Wakeful all night I lay and thought of God,
Of heaven, and of crowns pale martyrs gain,
Of souls in high and purgatorial pain,

And the red path which murdered seers have trod:
I heard the trumpets which the angels blow
I saw the cleaving sword, the measuring rod,
I watched the stream of sound continuous flow
Past the gold towers where seraphs make abode.

But now I let that aching splendor go,

I dare not call the crowned angels peers
Henceforth.

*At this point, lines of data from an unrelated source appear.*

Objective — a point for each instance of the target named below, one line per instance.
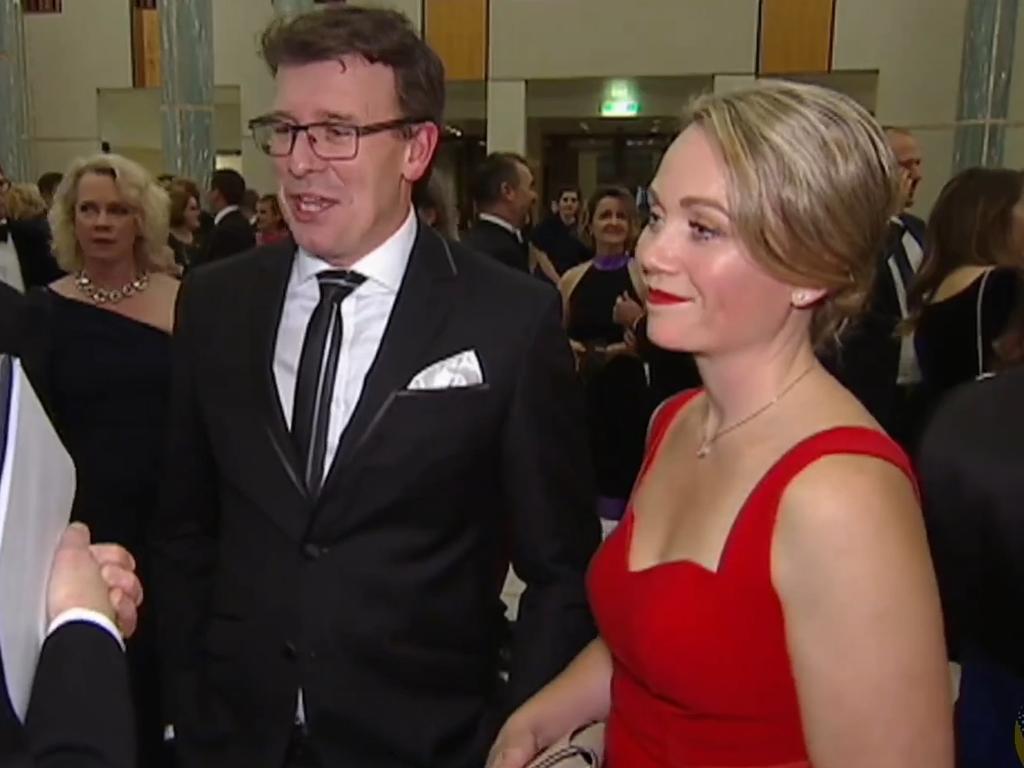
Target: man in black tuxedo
(231, 231)
(875, 360)
(504, 194)
(80, 710)
(368, 423)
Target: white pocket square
(462, 370)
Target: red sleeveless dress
(701, 675)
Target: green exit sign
(616, 108)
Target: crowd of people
(325, 424)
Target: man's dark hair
(498, 168)
(48, 183)
(230, 184)
(384, 37)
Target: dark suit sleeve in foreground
(80, 715)
(549, 487)
(184, 528)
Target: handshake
(98, 578)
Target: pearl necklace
(103, 296)
(709, 441)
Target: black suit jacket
(499, 243)
(32, 241)
(380, 599)
(231, 236)
(868, 354)
(80, 714)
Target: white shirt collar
(385, 265)
(223, 212)
(502, 223)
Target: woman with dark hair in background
(969, 281)
(970, 467)
(270, 224)
(613, 377)
(184, 222)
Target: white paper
(37, 487)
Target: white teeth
(311, 204)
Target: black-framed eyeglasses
(329, 139)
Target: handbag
(583, 748)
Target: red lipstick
(664, 297)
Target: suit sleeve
(549, 486)
(80, 715)
(184, 528)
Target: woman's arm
(851, 565)
(581, 694)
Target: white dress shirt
(502, 223)
(85, 614)
(909, 370)
(223, 212)
(365, 315)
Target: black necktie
(317, 371)
(902, 260)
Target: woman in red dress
(768, 599)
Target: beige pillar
(507, 116)
(729, 83)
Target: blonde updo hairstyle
(138, 190)
(812, 186)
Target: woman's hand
(515, 747)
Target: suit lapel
(267, 304)
(424, 301)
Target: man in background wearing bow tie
(367, 424)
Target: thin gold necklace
(709, 441)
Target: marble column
(14, 146)
(186, 40)
(986, 72)
(293, 7)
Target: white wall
(919, 71)
(237, 29)
(608, 38)
(70, 56)
(1014, 155)
(412, 8)
(131, 120)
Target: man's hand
(99, 578)
(627, 311)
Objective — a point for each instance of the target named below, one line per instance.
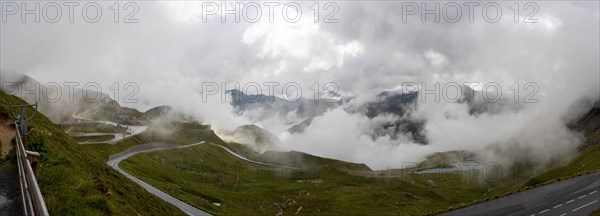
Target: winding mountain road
(114, 161)
(577, 196)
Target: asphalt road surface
(577, 196)
(114, 161)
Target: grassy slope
(75, 180)
(587, 161)
(98, 138)
(205, 174)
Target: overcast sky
(170, 51)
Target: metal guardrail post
(33, 202)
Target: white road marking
(583, 206)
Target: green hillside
(75, 179)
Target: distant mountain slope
(255, 137)
(75, 180)
(303, 107)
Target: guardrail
(33, 202)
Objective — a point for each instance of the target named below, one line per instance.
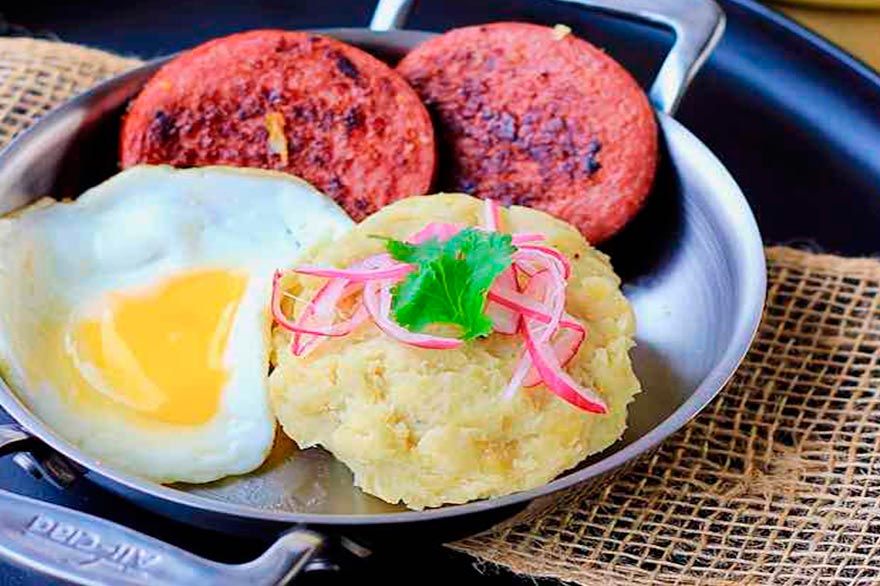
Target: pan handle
(83, 549)
(698, 25)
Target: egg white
(139, 228)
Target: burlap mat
(777, 482)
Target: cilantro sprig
(450, 280)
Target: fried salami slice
(535, 116)
(291, 101)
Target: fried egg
(134, 320)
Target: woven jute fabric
(776, 482)
(36, 75)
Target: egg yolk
(159, 350)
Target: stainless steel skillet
(694, 270)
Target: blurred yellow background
(856, 30)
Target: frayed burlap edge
(776, 482)
(36, 75)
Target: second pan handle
(698, 25)
(83, 549)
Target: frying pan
(693, 268)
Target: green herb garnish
(451, 280)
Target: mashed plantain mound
(430, 427)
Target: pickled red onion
(527, 299)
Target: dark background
(796, 122)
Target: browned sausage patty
(292, 101)
(533, 116)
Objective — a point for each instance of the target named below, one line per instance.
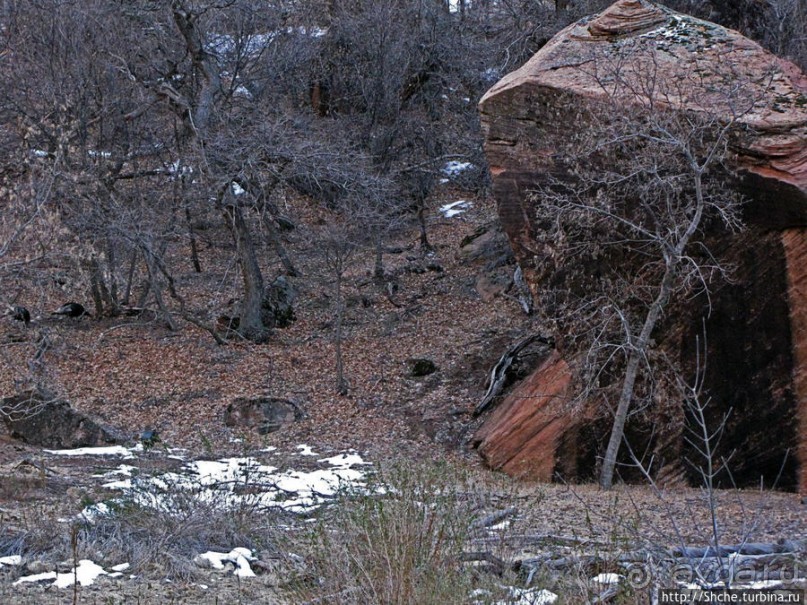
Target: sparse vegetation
(164, 162)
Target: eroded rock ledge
(758, 324)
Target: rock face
(265, 414)
(757, 329)
(53, 423)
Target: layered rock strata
(758, 351)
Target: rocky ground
(452, 308)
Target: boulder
(757, 328)
(278, 302)
(421, 366)
(51, 422)
(264, 414)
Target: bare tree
(623, 229)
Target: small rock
(37, 567)
(421, 366)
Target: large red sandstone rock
(758, 354)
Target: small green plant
(399, 541)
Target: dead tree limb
(498, 375)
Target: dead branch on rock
(498, 376)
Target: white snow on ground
(455, 168)
(517, 596)
(607, 579)
(344, 460)
(112, 450)
(230, 483)
(240, 557)
(10, 560)
(39, 577)
(455, 208)
(536, 596)
(86, 573)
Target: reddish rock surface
(761, 319)
(534, 415)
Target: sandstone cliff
(758, 324)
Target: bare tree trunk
(341, 383)
(673, 259)
(157, 289)
(251, 326)
(194, 249)
(378, 270)
(425, 246)
(129, 278)
(280, 249)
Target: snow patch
(607, 579)
(305, 450)
(112, 450)
(230, 483)
(11, 560)
(86, 573)
(240, 557)
(455, 168)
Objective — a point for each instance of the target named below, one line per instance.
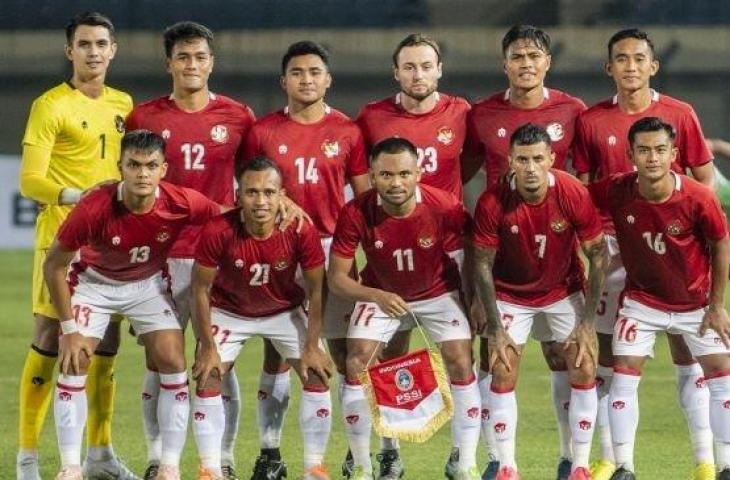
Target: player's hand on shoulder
(207, 363)
(391, 304)
(716, 318)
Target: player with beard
(436, 123)
(491, 123)
(601, 149)
(318, 150)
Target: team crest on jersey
(425, 242)
(558, 225)
(119, 123)
(330, 148)
(674, 227)
(445, 135)
(219, 134)
(556, 131)
(281, 264)
(403, 380)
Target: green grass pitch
(662, 451)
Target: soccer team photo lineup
(392, 303)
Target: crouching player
(124, 232)
(526, 237)
(402, 228)
(244, 286)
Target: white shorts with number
(442, 317)
(552, 322)
(146, 303)
(637, 324)
(614, 285)
(287, 332)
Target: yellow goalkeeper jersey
(71, 140)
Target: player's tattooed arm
(313, 358)
(207, 360)
(499, 340)
(72, 345)
(342, 284)
(715, 316)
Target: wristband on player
(69, 326)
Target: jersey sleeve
(357, 161)
(347, 233)
(75, 232)
(582, 162)
(311, 254)
(694, 150)
(486, 221)
(210, 245)
(201, 208)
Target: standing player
(436, 124)
(527, 232)
(204, 135)
(491, 123)
(318, 149)
(601, 150)
(251, 266)
(403, 229)
(71, 143)
(124, 232)
(673, 239)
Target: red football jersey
(406, 256)
(602, 143)
(492, 122)
(665, 246)
(537, 261)
(256, 277)
(438, 135)
(201, 152)
(316, 160)
(125, 246)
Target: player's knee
(47, 331)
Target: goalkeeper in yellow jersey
(71, 143)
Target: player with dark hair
(124, 232)
(436, 124)
(672, 234)
(601, 148)
(527, 232)
(319, 150)
(527, 58)
(404, 228)
(205, 133)
(252, 266)
(71, 143)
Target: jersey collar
(654, 97)
(419, 197)
(508, 94)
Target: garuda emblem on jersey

I am content to dwell below
Mid common joys, with humble smiles and tears
Delighted in the sun and breeze to grow,
A child of human hopes and fears.

EACH IN HIS OWN TONGUE

WILLIAM HERBERT CARRUTH

A fire-mist and a planet,—

A crystal and a cell,

A jelly fish and a saurian,

And caves where cavemen dwell;
Then a sense of law and beauty,

And a face turned from the clod,-
Some call it Evolution,

Others call it God.

A haze on the far horizon,
The infinite tender sky,

The rich ripe tint of the corn-fields,

And the wild geese sailing high,

And all over the upland and lowland
The charm of the golden rod,—

Some of us call it autumn,

And others call it God.

Like tides on the crescent seabeach,
When the moon is new and thin,
Into our hearts high yearnings,
Come welling and surging in,-
Come from the mystic ocean
Whose rim no foot has trod,-
Some of us call it Longing,

And others call it God.

A picket frozen on duty,—

A mother starved for her brood,-
Socrates drinking the hemlock,

And Jesus on the rood;

And millions who humble and nameless,
The straight hard pathway plod,-
Some call it Consecration,

And others call it God.

PYGMALION

In part

HILDA DOOLITTLE (Mrs. Richard Aldington)

I made god upon god

Step from the cold rock,

I made the gods less than men,

For I was a man and they my work.

And now what is it that has come to pass?